Jul 28th, 2015 | Posted by

Today NPR’s Marketplace examined the effect of high speed rail on Palmdale and the likely boost to the local economy that it will bring – particularly by shortening commutes.

Flowers and subdivision

A commuter train takes about two hours to get to Los Angeles. The bullet train could cut that time to 20 minutes.

Sammy Hults lives in Palmdale and travels for work. “It would allow me to look for work in more different major cities,” he says. “And having this rail, it’d be really easy to get there because travel time is really short.”Shorter travel times could also have a big impact on real estate. Palmdale has traditionally been an outpost for people who can’t afford to buy property in Los Angeles.

“It’s really affordable still, and that’s one of the reasons that a lot of people move into the area,” says Marco Henriquez, who owns Amigo Real Estate. “You can have a house and pay a lot less. Most of the times, half what you pay in the L.A. area.”
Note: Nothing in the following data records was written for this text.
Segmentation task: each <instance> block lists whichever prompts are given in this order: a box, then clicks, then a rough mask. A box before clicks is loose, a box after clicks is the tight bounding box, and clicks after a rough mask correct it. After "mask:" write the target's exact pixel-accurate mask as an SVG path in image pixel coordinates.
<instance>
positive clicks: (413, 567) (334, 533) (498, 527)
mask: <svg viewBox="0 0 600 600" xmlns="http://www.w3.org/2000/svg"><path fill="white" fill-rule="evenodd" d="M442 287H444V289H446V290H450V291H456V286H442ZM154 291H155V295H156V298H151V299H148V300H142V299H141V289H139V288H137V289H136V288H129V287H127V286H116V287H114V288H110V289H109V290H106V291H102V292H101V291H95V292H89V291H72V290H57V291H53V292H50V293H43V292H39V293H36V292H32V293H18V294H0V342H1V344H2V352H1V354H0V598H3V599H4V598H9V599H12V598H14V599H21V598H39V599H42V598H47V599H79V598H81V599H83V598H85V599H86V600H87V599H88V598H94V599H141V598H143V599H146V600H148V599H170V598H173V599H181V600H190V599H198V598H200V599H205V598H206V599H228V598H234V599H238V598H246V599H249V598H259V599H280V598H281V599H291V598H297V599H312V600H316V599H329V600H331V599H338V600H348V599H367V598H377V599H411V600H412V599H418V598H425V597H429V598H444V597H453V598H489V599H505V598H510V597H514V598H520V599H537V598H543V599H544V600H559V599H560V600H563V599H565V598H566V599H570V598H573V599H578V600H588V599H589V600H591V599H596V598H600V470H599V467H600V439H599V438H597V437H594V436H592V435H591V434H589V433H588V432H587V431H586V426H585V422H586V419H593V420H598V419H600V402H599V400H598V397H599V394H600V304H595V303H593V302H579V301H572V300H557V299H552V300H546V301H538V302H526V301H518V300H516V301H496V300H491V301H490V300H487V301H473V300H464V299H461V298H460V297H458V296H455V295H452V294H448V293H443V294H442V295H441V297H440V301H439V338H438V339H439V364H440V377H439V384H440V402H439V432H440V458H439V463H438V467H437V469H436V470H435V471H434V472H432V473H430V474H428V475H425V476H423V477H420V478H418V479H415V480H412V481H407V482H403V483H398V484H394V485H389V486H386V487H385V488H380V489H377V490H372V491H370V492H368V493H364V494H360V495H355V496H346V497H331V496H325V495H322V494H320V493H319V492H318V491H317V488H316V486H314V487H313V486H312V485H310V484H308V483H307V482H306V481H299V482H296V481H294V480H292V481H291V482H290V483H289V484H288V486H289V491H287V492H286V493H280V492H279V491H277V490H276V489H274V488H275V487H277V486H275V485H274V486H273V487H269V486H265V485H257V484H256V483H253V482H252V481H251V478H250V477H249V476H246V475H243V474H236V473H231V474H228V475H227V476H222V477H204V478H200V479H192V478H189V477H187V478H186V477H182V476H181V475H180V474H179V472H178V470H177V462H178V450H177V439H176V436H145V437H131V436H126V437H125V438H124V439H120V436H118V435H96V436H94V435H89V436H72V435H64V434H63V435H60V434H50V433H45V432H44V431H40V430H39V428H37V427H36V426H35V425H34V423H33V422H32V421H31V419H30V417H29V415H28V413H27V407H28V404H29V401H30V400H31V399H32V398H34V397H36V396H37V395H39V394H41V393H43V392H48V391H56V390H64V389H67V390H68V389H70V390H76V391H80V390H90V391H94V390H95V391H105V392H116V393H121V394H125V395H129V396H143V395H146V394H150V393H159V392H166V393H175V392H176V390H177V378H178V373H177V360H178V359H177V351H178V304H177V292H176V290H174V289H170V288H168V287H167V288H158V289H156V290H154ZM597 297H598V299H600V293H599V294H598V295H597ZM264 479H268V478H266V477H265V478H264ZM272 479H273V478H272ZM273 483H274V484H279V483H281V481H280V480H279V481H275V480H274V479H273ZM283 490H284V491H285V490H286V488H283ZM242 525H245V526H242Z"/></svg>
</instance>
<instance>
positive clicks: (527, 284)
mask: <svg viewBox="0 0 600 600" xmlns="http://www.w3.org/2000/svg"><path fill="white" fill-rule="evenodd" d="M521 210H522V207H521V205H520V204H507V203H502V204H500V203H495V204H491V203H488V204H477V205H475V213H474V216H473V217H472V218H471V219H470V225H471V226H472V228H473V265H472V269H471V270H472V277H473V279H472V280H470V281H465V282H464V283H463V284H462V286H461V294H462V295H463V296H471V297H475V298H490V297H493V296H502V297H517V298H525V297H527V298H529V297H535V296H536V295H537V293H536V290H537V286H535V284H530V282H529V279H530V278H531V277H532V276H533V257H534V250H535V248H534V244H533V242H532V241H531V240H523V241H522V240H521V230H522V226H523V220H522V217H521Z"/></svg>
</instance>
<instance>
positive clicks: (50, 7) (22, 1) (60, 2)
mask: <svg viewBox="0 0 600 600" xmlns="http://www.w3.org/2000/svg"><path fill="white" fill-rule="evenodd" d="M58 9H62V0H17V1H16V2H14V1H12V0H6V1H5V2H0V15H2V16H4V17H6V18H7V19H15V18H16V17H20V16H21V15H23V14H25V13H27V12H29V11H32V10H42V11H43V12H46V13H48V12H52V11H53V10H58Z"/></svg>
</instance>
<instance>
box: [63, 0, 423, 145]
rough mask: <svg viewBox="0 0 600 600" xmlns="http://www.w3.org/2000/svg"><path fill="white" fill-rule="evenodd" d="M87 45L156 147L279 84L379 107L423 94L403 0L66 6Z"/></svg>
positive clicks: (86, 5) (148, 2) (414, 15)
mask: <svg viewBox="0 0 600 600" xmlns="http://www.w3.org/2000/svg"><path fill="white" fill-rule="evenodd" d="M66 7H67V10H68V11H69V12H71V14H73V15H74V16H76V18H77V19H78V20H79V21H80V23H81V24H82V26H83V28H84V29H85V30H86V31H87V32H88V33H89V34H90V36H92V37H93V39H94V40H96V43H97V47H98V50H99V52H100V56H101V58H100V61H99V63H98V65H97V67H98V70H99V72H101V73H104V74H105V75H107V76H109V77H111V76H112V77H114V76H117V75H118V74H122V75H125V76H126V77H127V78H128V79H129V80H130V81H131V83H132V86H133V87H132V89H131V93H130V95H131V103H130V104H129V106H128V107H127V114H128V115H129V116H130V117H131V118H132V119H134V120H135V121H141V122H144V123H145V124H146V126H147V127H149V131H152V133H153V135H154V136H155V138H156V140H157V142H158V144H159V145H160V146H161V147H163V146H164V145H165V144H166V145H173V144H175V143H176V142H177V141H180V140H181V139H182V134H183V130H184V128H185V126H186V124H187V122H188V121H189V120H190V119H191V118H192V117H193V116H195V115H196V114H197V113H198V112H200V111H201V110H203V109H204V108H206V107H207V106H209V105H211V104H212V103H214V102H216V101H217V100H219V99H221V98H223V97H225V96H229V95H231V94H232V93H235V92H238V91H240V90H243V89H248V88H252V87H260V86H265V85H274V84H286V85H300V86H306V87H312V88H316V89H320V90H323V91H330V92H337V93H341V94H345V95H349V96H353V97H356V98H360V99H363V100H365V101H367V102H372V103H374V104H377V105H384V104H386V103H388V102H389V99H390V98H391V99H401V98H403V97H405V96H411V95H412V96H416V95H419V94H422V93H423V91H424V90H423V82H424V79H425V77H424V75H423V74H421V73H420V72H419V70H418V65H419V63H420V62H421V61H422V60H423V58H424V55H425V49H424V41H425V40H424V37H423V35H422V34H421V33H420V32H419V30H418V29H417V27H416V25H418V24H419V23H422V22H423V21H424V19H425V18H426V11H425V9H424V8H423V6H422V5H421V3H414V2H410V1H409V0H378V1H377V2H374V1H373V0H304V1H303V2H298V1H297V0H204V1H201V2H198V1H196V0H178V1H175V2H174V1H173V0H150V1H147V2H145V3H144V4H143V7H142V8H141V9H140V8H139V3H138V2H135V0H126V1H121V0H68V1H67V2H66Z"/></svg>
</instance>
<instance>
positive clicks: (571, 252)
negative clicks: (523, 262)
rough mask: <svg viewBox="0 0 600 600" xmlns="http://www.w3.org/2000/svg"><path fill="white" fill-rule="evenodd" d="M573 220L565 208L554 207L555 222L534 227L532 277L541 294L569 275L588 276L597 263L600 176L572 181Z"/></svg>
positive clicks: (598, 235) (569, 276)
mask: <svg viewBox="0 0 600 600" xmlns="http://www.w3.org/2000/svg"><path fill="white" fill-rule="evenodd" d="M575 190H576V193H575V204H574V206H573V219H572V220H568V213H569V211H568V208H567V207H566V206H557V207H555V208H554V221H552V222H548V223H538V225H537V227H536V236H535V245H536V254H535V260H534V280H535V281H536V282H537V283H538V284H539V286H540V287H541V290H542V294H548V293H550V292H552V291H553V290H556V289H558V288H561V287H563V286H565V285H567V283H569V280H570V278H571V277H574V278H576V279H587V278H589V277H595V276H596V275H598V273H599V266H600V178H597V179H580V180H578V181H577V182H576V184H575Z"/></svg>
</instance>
No doubt that real estate agents are salivating over the prospect of it being faster to get to downtown LA from Palmdale than from Santa Monica. The median sales price for a home in Palmdale is $230,000 according to Trulia which is shockingly cheap. The average for Los Angeles County is $475,000 and far higher than that along the coasts. Of course, HSR will also bring jobs to the Antelope Valley, as reverse commutes become possible.

HSR will also give a boost to existing businesses. When you cut the distance and time of a commute, residents have more money and more opportunity to support local businesses:

Other business could also benefit from shortened commute times.

Roxana Martinez owns Lucky Roxy’s Café. She often doesn’t see her regulars during the work-week because so much of their free time is eaten by the commute.

“By the time they get home, it’s practically like 7:30, 8 o’clock,” she says. “The kids are going to sleep, so they’re not really going to go out and dine. So I think that, just having that station here, and reducing the commute, I see it as a benefit to us. I see more customers coming in.”

Roxy’s customers rave about the café’s country gravy. And while it’s too much to call high-speed rail her ‘gravy train,’ it will help her sell more gravy.

To those benefits we can also add savings on gas. Palmdale residents are paying around $4 a gallon for gas, which adds up fast on a daily commute to and from the LA basin. Saving money on gas means more money to spend on local gravy.

As this article shows, HSR better for businesses and for quality of life. And the more people who use HSR to commute to Los Angeles, the less people will be driving on the 14 freeway, helping improve the Antelope Valley’s air quality as well.

Glad to see NPR highlighting these benefits.